I'm one of the developers on both projects.
It is pretty much always safe to use Webmin and the command line on the same configuration files. We're system administrators ourselves, and it would infuriate me to not be able to hit the command line. As long as the service itself (Apache, Postfix, whatever) can read and parse the file, Webmin should be able to, as well. And it will never overwrite your changes...next time you visit the service in Webmin, you'll see the new configuration. Webmin always works directly on the files and there is no intermediate step or database.

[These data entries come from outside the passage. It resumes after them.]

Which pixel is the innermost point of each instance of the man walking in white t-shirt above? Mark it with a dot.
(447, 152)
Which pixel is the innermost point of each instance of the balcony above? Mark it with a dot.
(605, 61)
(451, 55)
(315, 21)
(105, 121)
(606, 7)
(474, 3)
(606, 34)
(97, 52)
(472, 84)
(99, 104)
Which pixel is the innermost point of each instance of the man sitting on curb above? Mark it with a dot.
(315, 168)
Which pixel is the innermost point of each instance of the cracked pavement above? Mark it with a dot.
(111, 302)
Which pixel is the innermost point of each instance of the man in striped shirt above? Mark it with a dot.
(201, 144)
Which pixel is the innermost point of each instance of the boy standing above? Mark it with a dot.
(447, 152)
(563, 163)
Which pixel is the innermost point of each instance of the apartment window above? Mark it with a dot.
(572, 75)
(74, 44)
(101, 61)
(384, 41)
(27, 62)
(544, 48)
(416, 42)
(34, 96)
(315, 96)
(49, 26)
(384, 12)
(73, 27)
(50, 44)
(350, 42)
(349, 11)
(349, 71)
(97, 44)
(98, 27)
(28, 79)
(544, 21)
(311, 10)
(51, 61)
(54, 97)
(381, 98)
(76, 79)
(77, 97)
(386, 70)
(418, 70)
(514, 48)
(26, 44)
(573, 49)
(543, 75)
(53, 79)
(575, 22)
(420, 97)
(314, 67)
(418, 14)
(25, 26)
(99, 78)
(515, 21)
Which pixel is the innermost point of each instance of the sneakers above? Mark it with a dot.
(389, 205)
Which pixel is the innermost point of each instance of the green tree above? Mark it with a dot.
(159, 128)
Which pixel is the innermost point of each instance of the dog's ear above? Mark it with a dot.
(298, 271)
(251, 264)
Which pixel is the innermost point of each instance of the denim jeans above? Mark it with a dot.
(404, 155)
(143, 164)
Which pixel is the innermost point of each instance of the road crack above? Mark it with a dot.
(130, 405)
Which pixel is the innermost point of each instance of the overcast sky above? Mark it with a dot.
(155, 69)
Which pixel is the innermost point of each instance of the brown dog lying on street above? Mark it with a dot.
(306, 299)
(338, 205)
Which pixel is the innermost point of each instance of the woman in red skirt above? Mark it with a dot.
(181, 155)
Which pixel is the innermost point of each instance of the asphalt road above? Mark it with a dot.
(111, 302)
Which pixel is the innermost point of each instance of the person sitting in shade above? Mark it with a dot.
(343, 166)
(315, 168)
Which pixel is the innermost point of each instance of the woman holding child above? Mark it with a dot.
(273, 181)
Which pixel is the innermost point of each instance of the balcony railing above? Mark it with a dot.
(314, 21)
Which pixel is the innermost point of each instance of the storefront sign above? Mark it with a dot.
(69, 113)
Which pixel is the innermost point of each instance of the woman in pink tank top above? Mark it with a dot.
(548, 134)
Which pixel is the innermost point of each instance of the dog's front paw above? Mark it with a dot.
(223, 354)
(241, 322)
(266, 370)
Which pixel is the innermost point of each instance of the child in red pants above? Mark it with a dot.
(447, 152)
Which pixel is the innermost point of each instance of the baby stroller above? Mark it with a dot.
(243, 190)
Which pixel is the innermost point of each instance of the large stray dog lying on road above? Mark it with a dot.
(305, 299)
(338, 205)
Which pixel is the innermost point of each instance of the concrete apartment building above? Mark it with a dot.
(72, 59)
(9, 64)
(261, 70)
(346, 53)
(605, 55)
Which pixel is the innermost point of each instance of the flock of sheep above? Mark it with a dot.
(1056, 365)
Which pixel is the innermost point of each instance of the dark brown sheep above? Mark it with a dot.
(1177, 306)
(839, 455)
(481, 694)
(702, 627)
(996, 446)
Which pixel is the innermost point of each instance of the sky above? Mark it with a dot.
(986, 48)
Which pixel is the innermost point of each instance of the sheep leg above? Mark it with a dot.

Virtualmin has a small amount of its own meta-data, and it would be possible to break stuff in a Virtualmin system, while not actually breaking the configuration for the services it manages...but it's pretty rare. Virtualmin is also designed to allow configuration via the command line. You generally don't even have to think about the spots where it might cause trouble, because they're things you, as a reasonably knowledgeable sysadmin, wouldn't do. Like messing with GID/UID of users, which would break associations between domains and users. One other area to be aware of: If you change passwords outside of Virtualmin using passwd or something else, it will not be able to update all of the other related passwords to match (which may or may not be a big deal; just depends on your use case and your users). There is a command line tool for Virtualmin that allows command line changes to anything in Virtualmin, including password, as well...so you can still script things that wouldn't be safe to change outside of Virtualmin using that command line tool, or the HTTP API.
So, in short, if being able to edit configuration files is important, I think Webmin and Virtualmin are probably the best options available. At least, I don't know of any other full-featured control panel that does this. It is pretty hard to do, so most projects and products punt and rewrite files from templates and such.